I guess this is the same problem I have with Sleepless in Seattle. I think it’s a huge burden to lay the pains of an old loss at the feet of a new lover. A grieving person needs to work through their pain and feelings of loss in order to become whole within themselves enough to be able to love someone else for who they are completely. This also applies to people who are divorced. Marriage–or even a long-term relationship in which two people have shared a life together–is a literal bond between two people. A couple spends a portion of their lives working in communion together. If done correctly, there’s less “me” and more “us.” When that bond is removed suddenly–whether through death or divorce–it is almost like losing a limb. You have to figure out how to do things for yourself again. Everything. From shared life goals to simple allocation of chores, the fabric of a couple’s life is interwoven in ways you don’t even realize until one of the threads is missing. The unraveling and re-weaving is a lot of work. I had a long road of rediscovery in the years since Mike died. I’ve had to reshape my goals for myself. I’ve had to find new interests, new hobbies, and new ways to network.

I guess I’m a little reactionary and sensitive about the messages the media gives our society about death issues because I think the media is exactly where people get the ideas of how they think they should act when faced with death. It leads people to say stupid things they think are valiant, give advice they think is helpful, and expect behaviors from a grieving person that just aren’t realistic. It puts a lot of pressure on a person who is grieving and, as was in my case, often makes them feel afraid to express themselves. I can’t tell you how many times people told me I was strong when I felt like I was exploding inside. But I never had the courage to tell anyone how I felt, fearful it would make them uncomfortable or cause them to give me unwanted (bad) advice. And it often did. Which lead me to retreat further into myself.

I’m trying to remember if there’s a movie I think that handles death well in my opinion… Hmmm…. I guess I don’t know of any at the moment. But I can say, I’d like to see something truthful and hopeful without the whole “new romance” angle. There has to be a movie where you see a person’s perspective change for the better in some other enlightening fashion. We need more widows and widowers to write their stories down and tell them like they are.

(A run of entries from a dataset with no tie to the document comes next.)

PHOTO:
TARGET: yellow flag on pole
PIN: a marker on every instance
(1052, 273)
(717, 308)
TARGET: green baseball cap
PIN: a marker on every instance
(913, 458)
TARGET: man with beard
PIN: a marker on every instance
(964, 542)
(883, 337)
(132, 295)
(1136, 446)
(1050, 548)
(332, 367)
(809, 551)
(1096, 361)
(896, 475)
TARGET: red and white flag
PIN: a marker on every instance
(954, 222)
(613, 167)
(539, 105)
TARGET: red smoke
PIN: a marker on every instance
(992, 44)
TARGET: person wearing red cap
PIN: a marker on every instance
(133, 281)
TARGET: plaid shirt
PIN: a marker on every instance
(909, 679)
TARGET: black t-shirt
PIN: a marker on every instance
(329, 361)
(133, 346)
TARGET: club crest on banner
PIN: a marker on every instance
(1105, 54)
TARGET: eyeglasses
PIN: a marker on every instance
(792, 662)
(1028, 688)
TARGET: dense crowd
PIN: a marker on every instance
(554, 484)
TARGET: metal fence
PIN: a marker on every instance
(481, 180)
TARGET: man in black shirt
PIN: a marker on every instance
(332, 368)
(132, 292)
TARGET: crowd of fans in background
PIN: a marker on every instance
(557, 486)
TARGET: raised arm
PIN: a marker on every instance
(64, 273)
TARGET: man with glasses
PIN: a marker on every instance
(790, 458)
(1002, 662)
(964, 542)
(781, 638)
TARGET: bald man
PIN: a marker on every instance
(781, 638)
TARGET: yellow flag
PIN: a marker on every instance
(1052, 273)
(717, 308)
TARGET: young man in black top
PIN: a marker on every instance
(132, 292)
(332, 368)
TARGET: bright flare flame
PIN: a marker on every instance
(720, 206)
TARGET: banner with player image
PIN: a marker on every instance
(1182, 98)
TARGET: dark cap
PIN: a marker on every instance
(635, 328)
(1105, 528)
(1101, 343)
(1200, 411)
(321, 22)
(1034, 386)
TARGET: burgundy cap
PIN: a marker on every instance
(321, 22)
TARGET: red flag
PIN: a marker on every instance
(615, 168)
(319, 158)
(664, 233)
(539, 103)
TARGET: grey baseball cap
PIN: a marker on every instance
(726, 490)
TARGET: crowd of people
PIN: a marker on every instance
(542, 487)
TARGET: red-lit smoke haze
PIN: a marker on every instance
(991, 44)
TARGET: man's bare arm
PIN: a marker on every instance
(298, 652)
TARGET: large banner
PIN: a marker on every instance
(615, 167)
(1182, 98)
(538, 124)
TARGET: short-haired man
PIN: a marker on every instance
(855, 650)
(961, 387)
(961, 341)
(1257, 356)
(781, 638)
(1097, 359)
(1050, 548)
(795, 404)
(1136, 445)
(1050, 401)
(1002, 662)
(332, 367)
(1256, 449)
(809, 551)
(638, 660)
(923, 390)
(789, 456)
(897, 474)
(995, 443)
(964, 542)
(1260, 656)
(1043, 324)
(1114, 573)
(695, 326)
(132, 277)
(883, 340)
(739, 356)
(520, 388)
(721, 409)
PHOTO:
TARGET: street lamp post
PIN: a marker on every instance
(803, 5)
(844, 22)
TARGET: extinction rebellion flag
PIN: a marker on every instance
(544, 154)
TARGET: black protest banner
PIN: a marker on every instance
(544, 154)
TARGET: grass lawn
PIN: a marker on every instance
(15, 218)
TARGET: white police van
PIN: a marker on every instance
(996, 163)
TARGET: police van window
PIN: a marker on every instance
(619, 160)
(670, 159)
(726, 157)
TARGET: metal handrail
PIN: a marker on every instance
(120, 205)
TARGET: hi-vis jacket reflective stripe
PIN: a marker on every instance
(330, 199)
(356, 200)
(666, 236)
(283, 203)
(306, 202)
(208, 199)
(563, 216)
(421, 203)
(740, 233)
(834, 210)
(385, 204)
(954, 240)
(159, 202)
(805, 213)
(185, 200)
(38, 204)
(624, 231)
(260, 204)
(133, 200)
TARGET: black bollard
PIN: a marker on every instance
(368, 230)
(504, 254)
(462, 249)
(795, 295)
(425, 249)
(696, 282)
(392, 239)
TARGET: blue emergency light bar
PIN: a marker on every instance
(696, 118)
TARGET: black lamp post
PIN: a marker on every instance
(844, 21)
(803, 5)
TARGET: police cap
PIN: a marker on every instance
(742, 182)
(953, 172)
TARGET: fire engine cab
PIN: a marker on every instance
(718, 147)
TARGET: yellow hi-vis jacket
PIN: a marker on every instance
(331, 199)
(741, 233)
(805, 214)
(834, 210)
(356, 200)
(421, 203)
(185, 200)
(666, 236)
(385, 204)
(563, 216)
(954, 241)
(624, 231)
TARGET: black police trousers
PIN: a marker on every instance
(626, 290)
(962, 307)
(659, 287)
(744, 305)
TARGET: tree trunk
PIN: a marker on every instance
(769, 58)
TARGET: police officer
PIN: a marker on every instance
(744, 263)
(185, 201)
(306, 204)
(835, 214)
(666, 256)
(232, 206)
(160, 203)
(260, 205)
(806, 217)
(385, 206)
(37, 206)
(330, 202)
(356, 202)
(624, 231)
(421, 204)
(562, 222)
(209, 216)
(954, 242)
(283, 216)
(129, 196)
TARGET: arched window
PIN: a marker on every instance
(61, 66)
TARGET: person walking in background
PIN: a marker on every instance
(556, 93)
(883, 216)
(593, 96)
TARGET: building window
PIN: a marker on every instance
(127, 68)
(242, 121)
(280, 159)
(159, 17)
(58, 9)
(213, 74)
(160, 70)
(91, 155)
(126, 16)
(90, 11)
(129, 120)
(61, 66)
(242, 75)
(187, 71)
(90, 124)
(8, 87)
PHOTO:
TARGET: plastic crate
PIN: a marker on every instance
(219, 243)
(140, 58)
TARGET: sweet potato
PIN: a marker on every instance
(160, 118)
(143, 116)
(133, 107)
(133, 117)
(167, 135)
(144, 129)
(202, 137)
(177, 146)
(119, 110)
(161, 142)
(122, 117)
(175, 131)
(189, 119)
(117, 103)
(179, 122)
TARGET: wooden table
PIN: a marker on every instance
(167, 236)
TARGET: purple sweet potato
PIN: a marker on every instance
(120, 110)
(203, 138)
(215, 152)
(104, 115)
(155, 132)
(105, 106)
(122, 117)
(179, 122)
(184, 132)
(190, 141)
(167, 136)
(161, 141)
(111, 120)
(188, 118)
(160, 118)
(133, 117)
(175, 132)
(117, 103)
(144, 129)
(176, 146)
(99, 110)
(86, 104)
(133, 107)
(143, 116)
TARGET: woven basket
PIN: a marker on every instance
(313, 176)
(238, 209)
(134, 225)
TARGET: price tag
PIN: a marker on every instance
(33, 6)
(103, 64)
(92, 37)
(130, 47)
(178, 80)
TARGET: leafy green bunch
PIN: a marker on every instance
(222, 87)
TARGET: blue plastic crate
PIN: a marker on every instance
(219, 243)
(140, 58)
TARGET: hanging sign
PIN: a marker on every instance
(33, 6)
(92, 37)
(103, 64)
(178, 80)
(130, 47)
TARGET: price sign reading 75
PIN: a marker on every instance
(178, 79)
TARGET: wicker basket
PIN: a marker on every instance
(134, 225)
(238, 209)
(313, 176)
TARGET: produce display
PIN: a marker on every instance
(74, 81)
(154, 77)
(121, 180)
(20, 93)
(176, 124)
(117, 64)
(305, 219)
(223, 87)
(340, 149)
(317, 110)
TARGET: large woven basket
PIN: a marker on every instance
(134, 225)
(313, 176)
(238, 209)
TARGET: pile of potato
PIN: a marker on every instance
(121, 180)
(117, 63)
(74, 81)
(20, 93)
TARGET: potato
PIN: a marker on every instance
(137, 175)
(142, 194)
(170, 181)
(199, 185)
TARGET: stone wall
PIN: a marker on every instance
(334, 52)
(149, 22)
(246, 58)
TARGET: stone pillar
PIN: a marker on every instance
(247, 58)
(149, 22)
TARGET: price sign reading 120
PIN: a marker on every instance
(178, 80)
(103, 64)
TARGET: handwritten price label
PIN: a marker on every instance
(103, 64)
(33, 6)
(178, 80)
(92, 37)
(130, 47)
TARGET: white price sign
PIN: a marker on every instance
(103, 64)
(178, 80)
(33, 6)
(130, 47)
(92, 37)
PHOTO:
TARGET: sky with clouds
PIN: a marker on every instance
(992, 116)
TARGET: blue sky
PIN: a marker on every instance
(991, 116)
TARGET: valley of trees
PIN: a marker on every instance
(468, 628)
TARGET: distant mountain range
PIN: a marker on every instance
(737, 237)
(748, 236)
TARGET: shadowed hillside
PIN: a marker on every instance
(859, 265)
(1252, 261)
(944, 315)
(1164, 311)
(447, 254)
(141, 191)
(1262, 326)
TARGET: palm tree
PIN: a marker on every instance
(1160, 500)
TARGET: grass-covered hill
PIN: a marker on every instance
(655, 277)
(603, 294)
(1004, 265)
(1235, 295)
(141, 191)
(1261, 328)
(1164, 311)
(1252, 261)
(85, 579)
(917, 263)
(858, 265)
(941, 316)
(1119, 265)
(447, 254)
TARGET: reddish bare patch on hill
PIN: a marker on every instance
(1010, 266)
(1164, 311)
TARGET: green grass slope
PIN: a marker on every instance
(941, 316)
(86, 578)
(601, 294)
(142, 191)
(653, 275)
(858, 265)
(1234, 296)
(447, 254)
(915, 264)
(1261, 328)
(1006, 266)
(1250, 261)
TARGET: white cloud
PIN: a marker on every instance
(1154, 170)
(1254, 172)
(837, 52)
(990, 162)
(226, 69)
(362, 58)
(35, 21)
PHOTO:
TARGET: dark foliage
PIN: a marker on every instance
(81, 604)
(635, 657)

We all know the truth about our situations… and only we can tell it the way it really happens… Someday one of us is going to get a different story told…

As an ironic side note, about half way through the movie, I realized that Truly Madly Deeply was the movie my mother-in-law was trying to tell me about in the weeks after Mike’s death. It’s kind of strange because I’ve thought about her describing of this movie for years. I’ve wondered about this movie and even questioned the memory of her telling me about it. You never can tell–those memories of that first year after Mike’s death are so hazy, vague, and garbled. I even started to write my own version of the story, first in my head and, most recently, this past October down on paper. I think I’m still going to finish my own version of a fiction story where a husband comes back to be with his wife. It will, of course, be completely different. But I have to say that I feel I’ve come full circle, these many years later, having finally seen the movie my mother-in-law told me about. We don’t talk to each other for a laundry list of reasons these days, but it still feels like a gift she gave to me by opening my eyes to be on the look out for it. Despite my displeasure with how the movie ended, it was good to pick up another loose end in my wandering widow’s walk.